Gastro resistance is given by the sucrester matrix, as demonstrated in in-vitro studies, which protects iron from the acidity of the pH of the stomach.
This allows the Sucrosome® to arrive intact in the intestinal mucosa, where it is absorbed by enterocytes as a vesicular structure. This is a completely different mode of absorption compared to conventional iron which is absorbed by a specific membrane channel placed on the apical part of the enterocytes, called Divalent Metal Transporter type 1 (DMT1), responsible for the reduced absorption of iron and, consequently, its common adverse effects (e.g. gastralgia).5
In a clinical study published in 2018, 43 subjects with celiac disease were divided into two groups: the first consisted of 24 subjects, who had reported previous side effects following the use of iron sulphate, were supplemented with 30 mg of SiderAL® for 90 days; the second group (control) consisted of 19 subjects, who were tolerant to iron sulphate, and continued the same treatment, at a dosage of 105 mg per day, for 90 days. 6
The results showed that treatment with SiderAL® increased haemoglobin values by administering a dosage three times lower than iron sulphate.
In addition, subjects taking Sucrosomial® iron experienced less severe gastrointestinal symptoms and improved overall wellbeing and, in contrast to the control group treated with iron sulphate, which experienced a greater severity of gastrointestinal symptoms during the study period.
In conclusion, Sucrosomial® iron can be better tolerated and is suitable for patients suffering from celiac disease and iron deficiency anaemia, since its innovative formulation allows good intestinal absorption even when the intestinal mucosa is inflamed.6
1. Mahadev S., et al. Prevalence of Celiac Disease in Patients with Iron Deficiency Anaemia – a Systematic Review with Meta-analysis. Gastroenterology. 2018, 155(2): 374-382.

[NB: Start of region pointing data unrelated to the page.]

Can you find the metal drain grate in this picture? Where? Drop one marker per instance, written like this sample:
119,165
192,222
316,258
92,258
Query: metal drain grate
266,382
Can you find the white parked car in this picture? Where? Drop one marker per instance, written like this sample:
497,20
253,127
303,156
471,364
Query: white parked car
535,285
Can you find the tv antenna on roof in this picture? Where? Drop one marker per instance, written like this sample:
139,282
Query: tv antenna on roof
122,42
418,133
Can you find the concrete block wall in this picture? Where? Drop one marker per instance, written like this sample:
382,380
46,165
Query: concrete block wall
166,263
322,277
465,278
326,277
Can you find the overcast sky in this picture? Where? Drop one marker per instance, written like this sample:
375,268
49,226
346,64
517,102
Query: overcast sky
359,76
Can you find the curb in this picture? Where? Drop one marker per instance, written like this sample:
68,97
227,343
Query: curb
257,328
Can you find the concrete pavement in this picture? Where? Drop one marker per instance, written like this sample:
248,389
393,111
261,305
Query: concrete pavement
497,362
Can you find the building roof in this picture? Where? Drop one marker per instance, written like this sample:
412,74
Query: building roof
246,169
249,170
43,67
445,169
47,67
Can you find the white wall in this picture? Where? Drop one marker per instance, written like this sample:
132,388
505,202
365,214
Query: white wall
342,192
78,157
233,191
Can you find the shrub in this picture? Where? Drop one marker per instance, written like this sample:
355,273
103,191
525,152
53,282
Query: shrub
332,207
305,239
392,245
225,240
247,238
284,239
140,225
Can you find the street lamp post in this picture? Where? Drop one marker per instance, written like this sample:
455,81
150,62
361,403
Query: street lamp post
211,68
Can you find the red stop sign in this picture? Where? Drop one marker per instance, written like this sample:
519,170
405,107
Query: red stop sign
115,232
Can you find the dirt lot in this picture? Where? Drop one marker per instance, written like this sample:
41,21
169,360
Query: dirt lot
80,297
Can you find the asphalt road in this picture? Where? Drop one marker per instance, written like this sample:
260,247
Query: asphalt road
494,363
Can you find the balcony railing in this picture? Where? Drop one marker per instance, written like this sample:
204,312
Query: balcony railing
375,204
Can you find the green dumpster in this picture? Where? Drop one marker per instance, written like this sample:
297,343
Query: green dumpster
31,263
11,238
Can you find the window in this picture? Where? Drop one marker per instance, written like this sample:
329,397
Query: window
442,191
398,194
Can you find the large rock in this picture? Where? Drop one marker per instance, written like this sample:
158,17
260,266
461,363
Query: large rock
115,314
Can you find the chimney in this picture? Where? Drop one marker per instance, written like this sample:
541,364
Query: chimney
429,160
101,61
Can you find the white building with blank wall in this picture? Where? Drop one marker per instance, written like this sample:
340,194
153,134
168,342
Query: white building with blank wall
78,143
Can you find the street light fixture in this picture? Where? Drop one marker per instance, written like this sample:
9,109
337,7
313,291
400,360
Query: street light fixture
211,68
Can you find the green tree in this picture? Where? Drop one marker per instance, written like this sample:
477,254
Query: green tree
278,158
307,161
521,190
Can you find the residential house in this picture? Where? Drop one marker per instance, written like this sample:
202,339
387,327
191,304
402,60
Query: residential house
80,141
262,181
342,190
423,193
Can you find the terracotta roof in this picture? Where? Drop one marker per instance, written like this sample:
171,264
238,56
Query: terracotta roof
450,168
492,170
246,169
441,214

2. Marsh, M.N. The small intestine: Mechanism of local immunity and gluten sensitivity. Clinical Science 1981, 61, 497-503.

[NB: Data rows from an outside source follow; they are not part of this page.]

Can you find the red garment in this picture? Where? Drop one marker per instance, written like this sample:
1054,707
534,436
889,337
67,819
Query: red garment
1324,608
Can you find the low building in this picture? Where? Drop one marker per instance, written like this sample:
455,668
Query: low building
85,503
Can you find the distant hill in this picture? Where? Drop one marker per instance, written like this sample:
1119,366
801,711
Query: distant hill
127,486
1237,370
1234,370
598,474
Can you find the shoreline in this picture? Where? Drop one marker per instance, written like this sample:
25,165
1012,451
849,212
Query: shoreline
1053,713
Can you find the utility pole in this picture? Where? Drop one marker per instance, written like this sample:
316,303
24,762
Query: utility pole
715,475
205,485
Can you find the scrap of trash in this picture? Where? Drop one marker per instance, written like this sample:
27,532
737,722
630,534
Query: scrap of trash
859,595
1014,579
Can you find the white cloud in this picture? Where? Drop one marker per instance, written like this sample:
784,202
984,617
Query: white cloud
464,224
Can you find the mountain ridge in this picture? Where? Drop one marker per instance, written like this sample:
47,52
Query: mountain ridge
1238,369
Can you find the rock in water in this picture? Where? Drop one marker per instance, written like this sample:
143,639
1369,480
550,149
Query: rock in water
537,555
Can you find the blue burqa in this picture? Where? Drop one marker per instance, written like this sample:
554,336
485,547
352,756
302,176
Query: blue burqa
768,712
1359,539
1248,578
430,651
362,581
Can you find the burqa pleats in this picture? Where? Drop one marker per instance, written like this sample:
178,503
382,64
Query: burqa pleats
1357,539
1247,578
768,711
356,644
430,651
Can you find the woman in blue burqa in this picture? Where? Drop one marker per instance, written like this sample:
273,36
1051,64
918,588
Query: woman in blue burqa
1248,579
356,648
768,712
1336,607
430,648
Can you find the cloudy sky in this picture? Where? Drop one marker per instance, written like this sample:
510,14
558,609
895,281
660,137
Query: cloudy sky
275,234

3. Malterre T. Digestive and nutritional considerations in celiac disease: Could supplementation help? Altern. Med. Rev. 2009;14:247–257.

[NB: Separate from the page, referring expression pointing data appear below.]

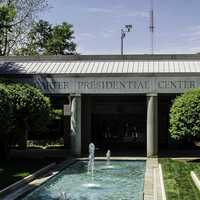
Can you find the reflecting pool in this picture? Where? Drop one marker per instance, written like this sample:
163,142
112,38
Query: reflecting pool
121,180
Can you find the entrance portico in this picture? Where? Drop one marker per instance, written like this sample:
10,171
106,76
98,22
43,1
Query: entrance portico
131,92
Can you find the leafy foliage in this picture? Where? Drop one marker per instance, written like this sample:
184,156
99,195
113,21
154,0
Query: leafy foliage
6,111
16,18
185,116
23,108
45,39
30,107
7,15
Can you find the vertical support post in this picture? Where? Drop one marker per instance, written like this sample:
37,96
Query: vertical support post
122,41
75,125
152,125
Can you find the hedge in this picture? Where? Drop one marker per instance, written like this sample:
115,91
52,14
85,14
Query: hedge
185,116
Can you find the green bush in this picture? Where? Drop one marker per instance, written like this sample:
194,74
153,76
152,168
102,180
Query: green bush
185,116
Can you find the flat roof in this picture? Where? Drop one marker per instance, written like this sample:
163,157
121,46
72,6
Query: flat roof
101,64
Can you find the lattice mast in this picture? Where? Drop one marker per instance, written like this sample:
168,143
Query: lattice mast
151,26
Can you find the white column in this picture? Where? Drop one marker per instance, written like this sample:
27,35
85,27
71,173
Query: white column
152,125
75,125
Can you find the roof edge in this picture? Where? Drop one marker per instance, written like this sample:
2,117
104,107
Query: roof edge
102,57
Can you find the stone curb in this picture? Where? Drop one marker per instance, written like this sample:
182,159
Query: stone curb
195,179
25,180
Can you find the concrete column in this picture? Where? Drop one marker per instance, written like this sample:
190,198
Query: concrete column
75,125
152,125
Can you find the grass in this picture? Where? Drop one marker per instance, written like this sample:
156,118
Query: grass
178,183
16,169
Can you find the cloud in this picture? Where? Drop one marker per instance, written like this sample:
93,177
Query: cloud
118,12
107,33
192,34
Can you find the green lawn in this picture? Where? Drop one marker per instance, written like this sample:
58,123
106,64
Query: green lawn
16,169
178,183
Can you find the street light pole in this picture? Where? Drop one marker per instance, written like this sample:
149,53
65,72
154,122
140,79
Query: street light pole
124,30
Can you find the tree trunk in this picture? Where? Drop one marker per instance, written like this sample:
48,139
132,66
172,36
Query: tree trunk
4,149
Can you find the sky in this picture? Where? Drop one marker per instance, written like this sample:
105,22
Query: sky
97,25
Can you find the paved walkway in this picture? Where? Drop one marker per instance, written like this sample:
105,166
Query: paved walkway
152,184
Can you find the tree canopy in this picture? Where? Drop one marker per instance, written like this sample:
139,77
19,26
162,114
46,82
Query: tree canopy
45,39
185,116
16,18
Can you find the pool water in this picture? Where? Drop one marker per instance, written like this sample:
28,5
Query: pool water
122,180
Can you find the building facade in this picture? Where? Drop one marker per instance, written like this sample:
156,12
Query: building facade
118,102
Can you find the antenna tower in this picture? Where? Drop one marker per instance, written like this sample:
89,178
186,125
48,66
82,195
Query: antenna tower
151,26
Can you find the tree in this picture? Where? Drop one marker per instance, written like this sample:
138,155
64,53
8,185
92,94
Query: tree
6,120
31,109
16,18
185,116
45,39
7,15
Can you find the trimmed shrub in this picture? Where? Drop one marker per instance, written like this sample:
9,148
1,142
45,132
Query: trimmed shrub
185,116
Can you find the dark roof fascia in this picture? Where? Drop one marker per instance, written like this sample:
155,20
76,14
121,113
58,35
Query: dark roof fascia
100,57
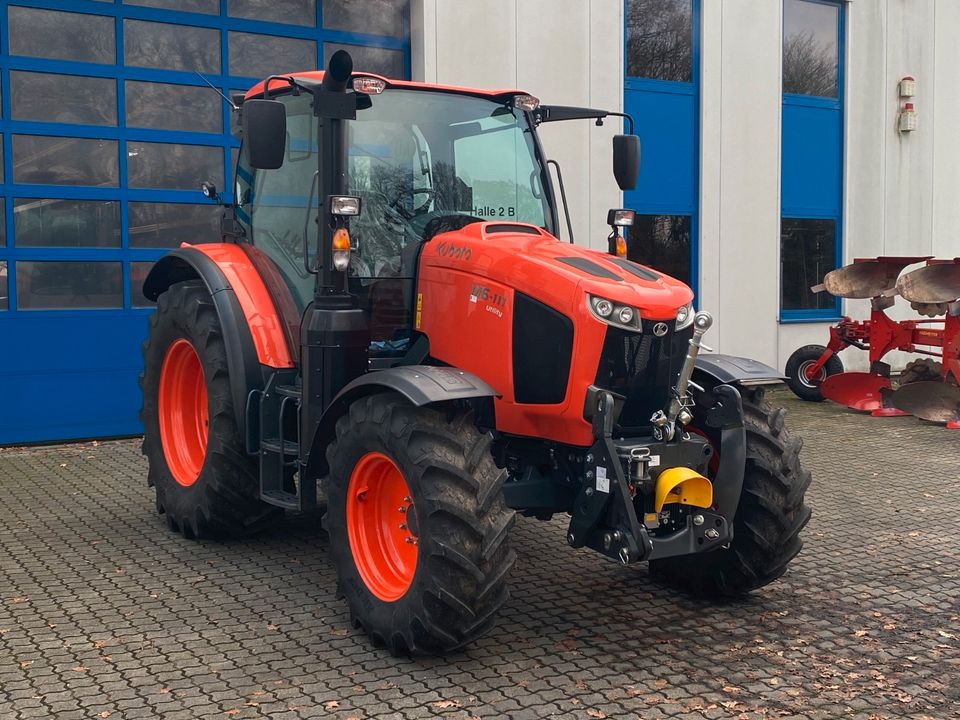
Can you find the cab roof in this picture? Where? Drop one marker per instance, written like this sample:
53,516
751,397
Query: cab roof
316,76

4. Gómez-Ramírez S., et al.; Sucrosomial® Iron: A New Generation Iron for Improving Oral Supplementation. Pharmaceuticals (Basel). 2018;11(4):97.
5. Elli L., et al. Nomenclature and diagnosis of gluten-related disorders: A position statement by the Italian Association of Hospital Gastroenterologists and Endoscopists (AIGO) Dig. Liver Dis. 2017;49:138–146.
6. Elli L., et al. Sucrosomial Iron Supplementation in Anemic Patients with Celiac Disease Not Tolerating Oral Ferrous Sulfate: A Prospective Study. Nutrients. 2018;10(3):330.